My great great great grandfather, on my mother’s side, was Sgt William Barren, who went to India early in the 19th century with the 69th Regiment. He married in India and settled there after his regiment went back to England. From his five children a great extended family grew in India, some of his descendants marrying into the Indian or Anglo-Indian community, and some with Englishmen.
William’s regiment was also known as the South Lincolnshire Regiment, levied for the war with France in 1756.1 It took part in several actions during the Napoleonic wars in the Mediterranean and the West Indies. The 1st battalion was sent to Madras and helped to put down the mutiny in Vellore. It was then sent to Mauritius, capturing the islands of Bourbon and France and then to Java. The second battalion was sent to Europe and took part in Waterloo in 1815 before also going to India.
When the regiment returned to England, William stayed behind in India, joining the Madras European Regiment.
William married Elizabeth, her surname not recorded possibly because she was Indian.

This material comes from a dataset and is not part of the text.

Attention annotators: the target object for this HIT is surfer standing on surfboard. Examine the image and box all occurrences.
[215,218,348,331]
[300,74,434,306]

It was the practice in the time of the East India Company that Indian women who married English soldiers took a European name and, if they were married by the church, went through a form of conversion to Christianity. Whether or not this was true of Elizabeth is now impossible to tell as there are no other records identifying her.
The couple had five children together. The eldest was Sarah, born in Cannanore in 1821, my great great grandmother. Then came William, born in Wallajabad in 1823, Mary Ann (who only survived 5 years) born in Kamptee in 1825, Thomas, who was born in 1828, also in Kamptee, and Alexander, born in Madras in 1830.
Sarah and Alexander had smallish families for the time but William had a large family of 10 children. William’s children went on to have many children of their own and so the Barren family proliferated in India. Alexander’s 6 children also stayed in India and had many children of their own but Sarah, who married my great great grandfather Jonathan Chadwick, only had two children who lived to adulthood. I have been unable to find any records of Thomas Barren and it is possible that he died without marrying.